Using Charles River Laboratories’ recently acquired capture compound mass spectrometry (CCMS) technology, Enyo Pharma has successfully identified potential targets of its preclinical molecule series EYP002.
The two companies worked together to optimize this novel chemical series for inhibition of influenza replication. CCMS helped identify five potential targets, and scientists already observed an important functional effect of the series on one of them. It is now known that these chemicals modulate a family of proteins that regulate mitochondrial metabolism and stress responses controlling autophagy and apoptosis, according to Enyo.
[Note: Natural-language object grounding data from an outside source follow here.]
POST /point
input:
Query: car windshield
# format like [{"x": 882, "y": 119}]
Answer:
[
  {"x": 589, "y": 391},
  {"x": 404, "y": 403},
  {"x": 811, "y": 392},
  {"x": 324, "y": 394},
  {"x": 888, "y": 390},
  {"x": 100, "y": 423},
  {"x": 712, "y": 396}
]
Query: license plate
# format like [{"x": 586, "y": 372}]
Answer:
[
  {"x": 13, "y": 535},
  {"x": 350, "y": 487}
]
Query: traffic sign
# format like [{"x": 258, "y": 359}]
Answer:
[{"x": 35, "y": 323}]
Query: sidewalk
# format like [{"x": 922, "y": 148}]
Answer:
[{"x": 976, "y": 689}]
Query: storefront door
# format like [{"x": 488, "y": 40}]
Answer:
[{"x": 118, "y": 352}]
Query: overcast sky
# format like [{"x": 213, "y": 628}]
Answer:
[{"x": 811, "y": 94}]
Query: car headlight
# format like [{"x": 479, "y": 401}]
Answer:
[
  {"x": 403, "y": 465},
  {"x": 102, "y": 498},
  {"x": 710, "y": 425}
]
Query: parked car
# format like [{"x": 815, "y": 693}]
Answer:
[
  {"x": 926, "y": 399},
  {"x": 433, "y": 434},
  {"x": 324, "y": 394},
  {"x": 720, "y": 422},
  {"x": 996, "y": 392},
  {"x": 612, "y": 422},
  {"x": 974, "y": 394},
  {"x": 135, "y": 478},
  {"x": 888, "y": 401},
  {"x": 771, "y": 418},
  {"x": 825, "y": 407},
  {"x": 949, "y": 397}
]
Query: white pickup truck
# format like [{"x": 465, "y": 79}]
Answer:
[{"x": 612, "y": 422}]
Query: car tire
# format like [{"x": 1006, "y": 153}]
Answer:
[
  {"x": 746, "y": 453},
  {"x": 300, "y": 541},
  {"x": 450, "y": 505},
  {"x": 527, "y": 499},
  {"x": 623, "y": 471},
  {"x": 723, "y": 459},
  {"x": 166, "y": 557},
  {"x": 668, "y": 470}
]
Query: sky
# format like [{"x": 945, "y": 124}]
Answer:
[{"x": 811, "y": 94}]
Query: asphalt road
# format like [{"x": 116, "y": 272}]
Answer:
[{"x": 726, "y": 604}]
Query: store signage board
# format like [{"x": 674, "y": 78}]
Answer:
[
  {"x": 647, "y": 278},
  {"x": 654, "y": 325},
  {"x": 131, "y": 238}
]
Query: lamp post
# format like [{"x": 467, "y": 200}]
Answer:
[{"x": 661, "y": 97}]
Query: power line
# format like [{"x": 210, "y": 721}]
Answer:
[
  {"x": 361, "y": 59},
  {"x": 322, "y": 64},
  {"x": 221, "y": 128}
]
Call it an unexpected outcome: The class of targets could also have additional applications in therapeutic areas other than infectious disease, a new direction that Enyo is exploring.
Charles River acquired CCMS target identification platform from German company Caprotec Bioanalytics in July.
CCMS uses trifunctional molecules, combining reversible affinity binding and covalent crosslinking, to selectively bind, capture, isolate and identify compound targets, and correlates specific binders with biological activity and target engagement, the CRO explained in an introductory piece. It is precise enough to differentiate off-target activity from proteins the compound is targeting, so researchers can knowingly avoid potential toxicity from such interactions.
“With Enyo, CCMS technology allowed us to jump directly into a rational drug design approach, utilizing the wider Charles River portfolio. We are now applying our scientific expertise to help Enyo explore new therapeutics with our in vivo models,” said Julie Frearson, Ph.D., Charles River’s VP of global business development and scientific affairs, in a statement.
Founded in 2014 by Inserm research scientists, a seed fund and investment angels, Lyon, France-based Enyo started with development of treatments for viral infections and completed in 2016 a €22 million series A led by venture capital firm Sofinnova Partners.
Its lead project, EYP001, a synthetic farnesoid X receptor (FXR) agonist that Enyo hopes could cure chronic hepatitis B, has passed phase 1 study and is also being examined as a NASH drug. According to the company, the drug blocks HBV replication in the liver by impacting transcriptional activity of covalently closed circular DNA.